How Criticaster Works
Our approach to turning aggregated professional reviews into one trustworthy critic score per product.
What sources we use
We pull reviews from established, independent publications that employ professional reviewers. Publications like CNET, TechRadar, Tom's Guide, RTINGS, Wirecutter, and many more. New sources are added automatically as we discover quality reviews.
Big names don’t get special treatment. Neither do small ones. A deeply technical review from a niche audio publication carries the same weight as one from a major tech site. We care about the quality of the review, not the size of the logo. We’re constantly discovering and adding new sources as we find reputable reviewers doing real, hands-on testing. For a deeper look at our sourcing criteria, see where the reviews come from
What we exclude
Not all reviews are created equal. We apply strict filters to keep the data clean:
- No e-commerce reviews. Amazon, Best Buy, Walmart, and similar retailer reviews are excluded. Those are customer opinions, not professional analysis.
- No user-generated review platforms. Sites like Trustpilot, Yelp, and G2 are filtered out.
- No manufacturer or brand content. Official product pages and brand blogs are not reviews—they're marketing.
- No social media or video platforms. Reddit threads, YouTube videos, and social posts don't meet our quality bar for structured review data.
- No thin content. Reviews must contain at least 500 characters of substantive analysis. Quick takes and headline summaries are discarded.
Every review is also checked for relevance: if a review isn't actually about the product in question (e.g., a roundup that barely mentions it), it gets removed.
How scores are normalized
Different publications use different scoring systems—some rate out of 5, others out of 10, some use letter grades, and some don't give a score at all. We normalize everything to a consistent 0–100 scale.
Conversion examples
When a review doesn't include an explicit score, we analyze the full text—looking at the reviewer's conclusion, the balance of praise vs. criticism, and the severity of any issues mentioned—to infer a fair normalized score.
How the final score is calculated
The product's Critic Score is the average of all valid normalized review scores, rounded to the nearest whole number. Simple and transparent.

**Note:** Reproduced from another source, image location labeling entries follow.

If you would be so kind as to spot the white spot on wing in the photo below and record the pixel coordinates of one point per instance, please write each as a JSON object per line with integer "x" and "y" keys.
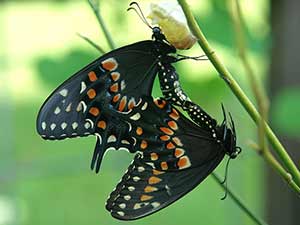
{"x": 144, "y": 107}
{"x": 74, "y": 125}
{"x": 121, "y": 213}
{"x": 57, "y": 110}
{"x": 83, "y": 87}
{"x": 111, "y": 138}
{"x": 87, "y": 125}
{"x": 64, "y": 92}
{"x": 125, "y": 142}
{"x": 68, "y": 109}
{"x": 123, "y": 85}
{"x": 44, "y": 125}
{"x": 131, "y": 188}
{"x": 141, "y": 169}
{"x": 136, "y": 116}
{"x": 52, "y": 126}
{"x": 127, "y": 197}
{"x": 136, "y": 178}
{"x": 137, "y": 206}
{"x": 155, "y": 204}
{"x": 63, "y": 125}
{"x": 122, "y": 205}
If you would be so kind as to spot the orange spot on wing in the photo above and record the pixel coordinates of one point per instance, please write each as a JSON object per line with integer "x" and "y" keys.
{"x": 101, "y": 124}
{"x": 114, "y": 87}
{"x": 148, "y": 189}
{"x": 94, "y": 111}
{"x": 174, "y": 114}
{"x": 91, "y": 93}
{"x": 154, "y": 180}
{"x": 154, "y": 156}
{"x": 166, "y": 130}
{"x": 160, "y": 103}
{"x": 157, "y": 172}
{"x": 164, "y": 165}
{"x": 92, "y": 76}
{"x": 122, "y": 104}
{"x": 170, "y": 145}
{"x": 164, "y": 138}
{"x": 115, "y": 76}
{"x": 173, "y": 125}
{"x": 184, "y": 162}
{"x": 131, "y": 103}
{"x": 139, "y": 131}
{"x": 178, "y": 152}
{"x": 109, "y": 64}
{"x": 146, "y": 197}
{"x": 177, "y": 141}
{"x": 144, "y": 144}
{"x": 116, "y": 98}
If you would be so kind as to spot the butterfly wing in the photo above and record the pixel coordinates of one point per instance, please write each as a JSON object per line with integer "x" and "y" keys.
{"x": 175, "y": 155}
{"x": 73, "y": 108}
{"x": 144, "y": 190}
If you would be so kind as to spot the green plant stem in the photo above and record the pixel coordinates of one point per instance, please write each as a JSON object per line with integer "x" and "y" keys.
{"x": 107, "y": 35}
{"x": 260, "y": 96}
{"x": 238, "y": 201}
{"x": 244, "y": 100}
{"x": 101, "y": 50}
{"x": 276, "y": 166}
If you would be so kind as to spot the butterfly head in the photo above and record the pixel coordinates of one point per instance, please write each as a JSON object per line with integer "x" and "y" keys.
{"x": 229, "y": 136}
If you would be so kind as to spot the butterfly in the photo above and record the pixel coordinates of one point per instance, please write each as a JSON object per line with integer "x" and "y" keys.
{"x": 111, "y": 99}
{"x": 90, "y": 101}
{"x": 173, "y": 156}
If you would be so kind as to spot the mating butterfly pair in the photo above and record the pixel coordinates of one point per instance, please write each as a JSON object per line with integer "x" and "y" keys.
{"x": 111, "y": 99}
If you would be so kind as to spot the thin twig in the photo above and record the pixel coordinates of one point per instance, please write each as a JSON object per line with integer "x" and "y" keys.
{"x": 242, "y": 97}
{"x": 95, "y": 8}
{"x": 88, "y": 40}
{"x": 261, "y": 99}
{"x": 260, "y": 96}
{"x": 276, "y": 166}
{"x": 239, "y": 202}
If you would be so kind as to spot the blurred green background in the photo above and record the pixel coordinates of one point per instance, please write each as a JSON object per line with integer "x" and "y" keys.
{"x": 49, "y": 182}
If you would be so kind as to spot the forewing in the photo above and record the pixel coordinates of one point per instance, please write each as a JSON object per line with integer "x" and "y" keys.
{"x": 74, "y": 107}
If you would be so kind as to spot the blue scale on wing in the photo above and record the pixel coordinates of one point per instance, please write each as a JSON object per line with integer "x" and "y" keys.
{"x": 144, "y": 190}
{"x": 160, "y": 174}
{"x": 168, "y": 140}
{"x": 88, "y": 97}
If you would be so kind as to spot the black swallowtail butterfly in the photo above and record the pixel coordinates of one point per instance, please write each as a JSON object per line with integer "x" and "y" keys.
{"x": 111, "y": 98}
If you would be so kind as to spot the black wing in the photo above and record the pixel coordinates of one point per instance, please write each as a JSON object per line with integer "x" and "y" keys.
{"x": 175, "y": 155}
{"x": 117, "y": 79}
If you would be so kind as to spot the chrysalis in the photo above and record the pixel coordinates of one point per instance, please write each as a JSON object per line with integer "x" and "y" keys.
{"x": 170, "y": 18}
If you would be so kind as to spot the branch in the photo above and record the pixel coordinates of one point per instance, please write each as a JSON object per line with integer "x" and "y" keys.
{"x": 244, "y": 100}
{"x": 276, "y": 166}
{"x": 95, "y": 8}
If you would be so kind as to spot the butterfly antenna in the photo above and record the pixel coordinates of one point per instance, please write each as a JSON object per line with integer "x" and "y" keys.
{"x": 183, "y": 57}
{"x": 225, "y": 179}
{"x": 139, "y": 12}
{"x": 224, "y": 121}
{"x": 224, "y": 114}
{"x": 232, "y": 123}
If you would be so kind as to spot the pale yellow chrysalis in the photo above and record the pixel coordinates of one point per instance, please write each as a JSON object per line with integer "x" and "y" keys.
{"x": 170, "y": 18}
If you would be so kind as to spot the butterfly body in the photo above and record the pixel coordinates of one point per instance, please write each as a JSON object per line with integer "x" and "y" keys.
{"x": 169, "y": 164}
{"x": 111, "y": 99}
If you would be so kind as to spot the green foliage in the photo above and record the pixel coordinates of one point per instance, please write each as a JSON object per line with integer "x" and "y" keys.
{"x": 286, "y": 110}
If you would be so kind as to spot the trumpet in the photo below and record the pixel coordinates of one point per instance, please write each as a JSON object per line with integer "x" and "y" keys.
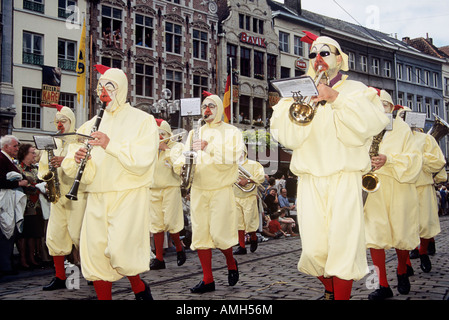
{"x": 302, "y": 111}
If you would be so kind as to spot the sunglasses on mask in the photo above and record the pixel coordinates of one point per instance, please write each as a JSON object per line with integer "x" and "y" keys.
{"x": 321, "y": 53}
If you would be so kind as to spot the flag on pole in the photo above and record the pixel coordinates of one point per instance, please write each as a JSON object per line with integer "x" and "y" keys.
{"x": 81, "y": 65}
{"x": 227, "y": 102}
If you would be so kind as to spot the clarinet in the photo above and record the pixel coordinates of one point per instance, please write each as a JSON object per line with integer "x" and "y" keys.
{"x": 73, "y": 193}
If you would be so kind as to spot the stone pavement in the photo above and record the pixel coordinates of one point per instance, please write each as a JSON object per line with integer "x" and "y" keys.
{"x": 270, "y": 273}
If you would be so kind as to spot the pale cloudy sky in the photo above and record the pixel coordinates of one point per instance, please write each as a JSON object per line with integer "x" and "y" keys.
{"x": 406, "y": 18}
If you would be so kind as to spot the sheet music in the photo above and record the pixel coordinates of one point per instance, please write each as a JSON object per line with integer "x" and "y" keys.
{"x": 304, "y": 84}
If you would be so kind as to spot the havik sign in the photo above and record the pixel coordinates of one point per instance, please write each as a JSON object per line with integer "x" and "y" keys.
{"x": 257, "y": 41}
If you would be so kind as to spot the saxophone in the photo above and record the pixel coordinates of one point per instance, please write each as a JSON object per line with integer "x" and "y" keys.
{"x": 52, "y": 180}
{"x": 188, "y": 168}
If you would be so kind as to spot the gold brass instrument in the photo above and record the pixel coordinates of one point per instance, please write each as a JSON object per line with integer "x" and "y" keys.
{"x": 188, "y": 168}
{"x": 245, "y": 175}
{"x": 370, "y": 181}
{"x": 439, "y": 129}
{"x": 302, "y": 111}
{"x": 52, "y": 180}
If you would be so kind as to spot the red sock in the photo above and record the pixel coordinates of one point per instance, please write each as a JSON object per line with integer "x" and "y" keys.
{"x": 177, "y": 241}
{"x": 159, "y": 245}
{"x": 242, "y": 238}
{"x": 424, "y": 245}
{"x": 327, "y": 282}
{"x": 402, "y": 261}
{"x": 342, "y": 288}
{"x": 230, "y": 261}
{"x": 103, "y": 289}
{"x": 378, "y": 257}
{"x": 205, "y": 256}
{"x": 137, "y": 284}
{"x": 59, "y": 267}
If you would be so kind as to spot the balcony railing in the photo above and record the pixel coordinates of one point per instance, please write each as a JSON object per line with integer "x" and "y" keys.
{"x": 32, "y": 58}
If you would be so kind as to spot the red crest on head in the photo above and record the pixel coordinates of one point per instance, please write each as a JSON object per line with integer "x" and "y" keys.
{"x": 206, "y": 94}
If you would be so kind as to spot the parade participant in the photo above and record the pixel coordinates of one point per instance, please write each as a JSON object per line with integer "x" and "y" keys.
{"x": 64, "y": 225}
{"x": 330, "y": 155}
{"x": 213, "y": 214}
{"x": 429, "y": 223}
{"x": 10, "y": 148}
{"x": 166, "y": 213}
{"x": 115, "y": 239}
{"x": 247, "y": 203}
{"x": 391, "y": 213}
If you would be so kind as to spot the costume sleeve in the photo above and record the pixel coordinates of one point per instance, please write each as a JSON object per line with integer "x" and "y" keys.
{"x": 433, "y": 157}
{"x": 283, "y": 130}
{"x": 358, "y": 115}
{"x": 138, "y": 154}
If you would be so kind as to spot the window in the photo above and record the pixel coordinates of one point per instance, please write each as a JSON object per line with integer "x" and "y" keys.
{"x": 144, "y": 80}
{"x": 376, "y": 66}
{"x": 200, "y": 44}
{"x": 351, "y": 59}
{"x": 297, "y": 46}
{"x": 31, "y": 109}
{"x": 67, "y": 55}
{"x": 399, "y": 71}
{"x": 283, "y": 41}
{"x": 174, "y": 83}
{"x": 409, "y": 73}
{"x": 245, "y": 62}
{"x": 111, "y": 62}
{"x": 144, "y": 31}
{"x": 387, "y": 69}
{"x": 259, "y": 65}
{"x": 34, "y": 5}
{"x": 111, "y": 23}
{"x": 32, "y": 49}
{"x": 66, "y": 9}
{"x": 200, "y": 84}
{"x": 271, "y": 66}
{"x": 364, "y": 63}
{"x": 173, "y": 37}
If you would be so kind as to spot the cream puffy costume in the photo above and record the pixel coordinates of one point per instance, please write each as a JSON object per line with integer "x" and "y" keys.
{"x": 330, "y": 155}
{"x": 247, "y": 204}
{"x": 212, "y": 204}
{"x": 392, "y": 212}
{"x": 115, "y": 237}
{"x": 166, "y": 212}
{"x": 64, "y": 225}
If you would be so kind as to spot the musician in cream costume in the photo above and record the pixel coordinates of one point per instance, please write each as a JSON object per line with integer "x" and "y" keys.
{"x": 330, "y": 155}
{"x": 166, "y": 214}
{"x": 212, "y": 201}
{"x": 246, "y": 202}
{"x": 64, "y": 224}
{"x": 392, "y": 212}
{"x": 432, "y": 172}
{"x": 115, "y": 233}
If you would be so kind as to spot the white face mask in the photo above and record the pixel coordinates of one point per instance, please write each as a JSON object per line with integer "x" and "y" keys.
{"x": 111, "y": 89}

We don't apply hidden weighting, editorial overrides, or adjustments based on advertiser relationships. The score is purely a reflection of what professional critics think.
Pros and cons
We extract pros and cons from every review and then consolidate them across sources. When multiple reviewers mention the same strength or weakness, it gets a higher count—so you can see at a glance what the consensus is, not just one reviewer's opinion.
Why this is more reliable
Most “best of” articles you find online are written by a single author, often influenced by affiliate revenue or limited testing. Here's how Criticaster is different:
- Consensus over opinion. A single review can be an outlier. Aggregating across multiple independent reviewers surfaces the true picture.
- No pay-to-play. We don't accept payment from brands to feature or boost products. The scores are what they are.
- Transparent sourcing. Every product page links directly to the original reviews so you can verify our data yourself.
- Systematic, not editorial. Our pipeline processes every product the same way. There's no editorial hand on the scale picking favorites.
No methodology is perfect. We've written openly about the limitations of aggregated scores—including score compression, normalization trade-offs, and uneven review coverage—because we think transparency matters as much as the scores themselves.